第604話 〈あなた〉って誰だ

  〈アコ〉は庇(かば)ったので大丈夫だけど、僕の前髪を払ってくれた時に付いた燃えカスが、純白の花嫁衣裳を汚してしまっている。


 舌をペロッと出したのは、演出をやり過ぎたと思ったのだろう。

 だけど参列者からは、「おぉ」とどよめきが起こっている。

 大きな炎が、赤色から黄金色に変わったからだ。

 ナトリウムで炎色反応を起こしたんだろうけど、かなり危険だと思う。

 誰も火傷をしなくて良かったよ。


 かなり吃驚したけど、炎は直ぐに収まった。

 焦げてしまった特設祭壇は、この式が終われば解体するだけだから、あまり問題はないんだろう。


 式の最後は花冠のトスだ。


 〈アコ〉がアンダースローで遠く方へ投げこむと、移住してきた子供達の一人が掴んだようだ。

 少し幼な過ぎる気もするけど、あっという間におっぱいも大きくなると思う。


 〈アコ〉は泣くかと思ったけど、少し汚れた花嫁衣裳が気になって、それどころじゃないらしい。

 まあ、何回か使ったら色々と汚れるんだから、あまり気にするなよ。


 結婚式は何とか無事に終わって、披露宴に突入していく。


 領主の結婚というのは、領地の公的行事でもあるから、ケチケチせずにドーンとお祭り騒ぎにしなくてはならない。

 領民の領主への不満のガス抜きが必要なんだ。

 一揆とか、反乱とか暴動は、ご容赦(ようしゃ)してください。


 特設会場は、急ピッチで披露宴へ模様替えされている。

 大勢の人達に飲み食いさせる会場設営も、百五十人の兵士にかかったらあっという間に出来てしまう。

 〈ハヅ〉が偉そうに指揮をしているのが、かなり腹が立つな。

 笑いのために、バニーガールでやれよ。


 「〈アコ〉、立派な結婚式だったな」


 立派かどうかは微妙だけど、〈アコ〉のプロデュースなので、何でも良いから褒めておこう。


 「ふふ、〈あなた〉もそう思ってくれるのですね。

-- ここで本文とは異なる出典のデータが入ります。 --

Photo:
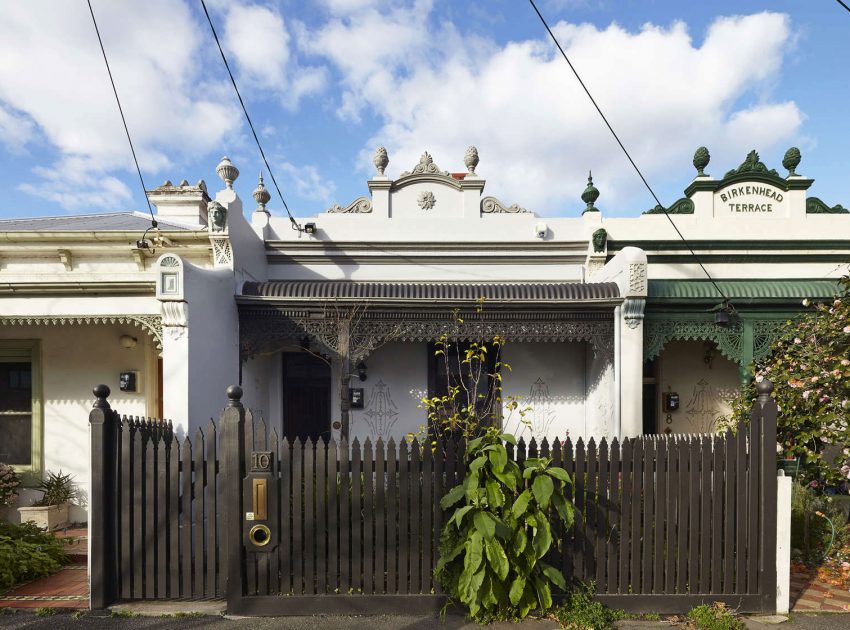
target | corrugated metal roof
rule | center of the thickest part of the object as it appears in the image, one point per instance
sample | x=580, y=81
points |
x=432, y=291
x=111, y=222
x=743, y=289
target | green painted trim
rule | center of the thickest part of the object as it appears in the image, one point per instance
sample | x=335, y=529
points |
x=754, y=291
x=748, y=258
x=676, y=245
x=17, y=349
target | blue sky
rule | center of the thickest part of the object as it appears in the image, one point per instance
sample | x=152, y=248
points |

私は領民の方々が、祝って下さったのがとても嬉しいですわ」


 えっ、〈タロ〉様じゃない。

 〈あなた〉って誰だ。

 他人に言う〈あなた〉もあるぞ。


 「あははっ、〈あ、な、た〉聞こえています。固まってしまってますわ」


 「はっ、〈アコ〉、呼び方を変えたのか」


 「ふふ、そうですわ。もう正式な妻なんですもの。前の呼び方の方が良いでしょうか」


 「つっ、悪いわけじゃないよ。慣れていないだけだ」


 「ふふ、〈あ、な、たー〉一杯言って慣れて貰いますわ。でもその前に、衣装を着替えてきますので、待っててくださいね」


 〈アコ〉がお色直しをしているが、披露宴はもう始めなくてはならない。

 ご馳走とお酒を前にして、領民にお預けを食らわすことは避ける必要がある。

 せっかく大金をかけて用意したのに、不満を募(つの)られせては意味がなくなってしまう。

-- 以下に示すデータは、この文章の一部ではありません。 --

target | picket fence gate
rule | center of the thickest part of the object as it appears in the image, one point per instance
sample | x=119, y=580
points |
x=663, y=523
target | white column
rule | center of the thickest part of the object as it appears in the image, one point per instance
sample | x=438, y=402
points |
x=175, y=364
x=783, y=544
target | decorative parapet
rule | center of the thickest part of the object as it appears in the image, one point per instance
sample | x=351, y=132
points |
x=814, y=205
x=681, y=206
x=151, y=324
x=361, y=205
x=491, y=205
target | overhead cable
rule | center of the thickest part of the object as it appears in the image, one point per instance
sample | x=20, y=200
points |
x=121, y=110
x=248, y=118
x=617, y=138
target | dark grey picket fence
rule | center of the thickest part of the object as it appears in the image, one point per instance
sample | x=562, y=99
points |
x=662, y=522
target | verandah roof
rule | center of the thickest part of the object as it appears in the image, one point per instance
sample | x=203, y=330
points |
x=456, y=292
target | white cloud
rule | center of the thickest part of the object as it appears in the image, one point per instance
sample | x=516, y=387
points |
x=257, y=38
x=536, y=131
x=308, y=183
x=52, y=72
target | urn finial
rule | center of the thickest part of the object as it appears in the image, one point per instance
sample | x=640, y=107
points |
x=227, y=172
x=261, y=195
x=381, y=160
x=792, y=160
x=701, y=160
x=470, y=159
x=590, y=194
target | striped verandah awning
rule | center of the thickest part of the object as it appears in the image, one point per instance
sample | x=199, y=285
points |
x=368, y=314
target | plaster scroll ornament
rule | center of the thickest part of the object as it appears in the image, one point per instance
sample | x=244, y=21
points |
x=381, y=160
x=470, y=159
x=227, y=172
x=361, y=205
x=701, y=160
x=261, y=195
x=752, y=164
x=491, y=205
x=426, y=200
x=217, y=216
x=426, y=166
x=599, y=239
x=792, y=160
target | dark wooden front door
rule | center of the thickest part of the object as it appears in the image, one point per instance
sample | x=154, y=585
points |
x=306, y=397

 「私達の結婚式に参列してくださった、領民の皆様にお礼を申し上げます。本当にありがとうございました。未熟者の二人ですが、末永(すえなが)くどうぞよろしくお願いいたします。ささやかながら、料理とお酒をご用意しておりますので、お時間の許す限りご歓談ください」


 僕は立ち上がって挨拶を行い、深々と頭を下げた。

 披露宴会場の参加者からは、「いいぞ、ご領主様」「良い結婚式だった」「《ラング領》は安泰(あんたい)だ」「ただ酒は大好物だ」と口々に叫んでいるぞ。

 もう酔っているんじゃないのか、少し心配になるな。


 〈ウオィリ〉教師の乾杯の音頭で、披露宴は混沌の渦に呑み込まれていく。

 間髪入れずに〈ウオィリ〉教師が、笑いながら僕にお酒を注いでくる。


 「はっはっ、女子修道院が《ラング領》に出来ますと、私の位階が自動的に上がるのですよ」


 教会の仕組みは分からないけど、ちょっと生臭い話だな。


 「女子修道院の建設場所を見てきましたわ。すごく大きくて驚きました。〈ラング女子修道院〉と言う名前にさせて頂きたいのですが、いかがでしょう。おほほっ」


 「えっ、前の名前は良いのですか」


 「それは過去のものです。本日の結婚式のように、新たな未来が始まるのですよ」


 院長はグッと拳を握って空を睨んでいる。

 空に何が見えたのかは分からいないが、未来を見据(みす)えているんだろう。


 会場から「おぉ」「美人だ」「大きいな」と声が沸き起こって、〈アコ〉が赤いドレスに着替えて披露宴会場に現れた。


 お辞儀をしながらゆっくりと歩いてくるぞ。

 この余裕は正妻に相応(ふさわ)しいけど、僕より貫禄(かんろく)があるのはちょっと困るよ。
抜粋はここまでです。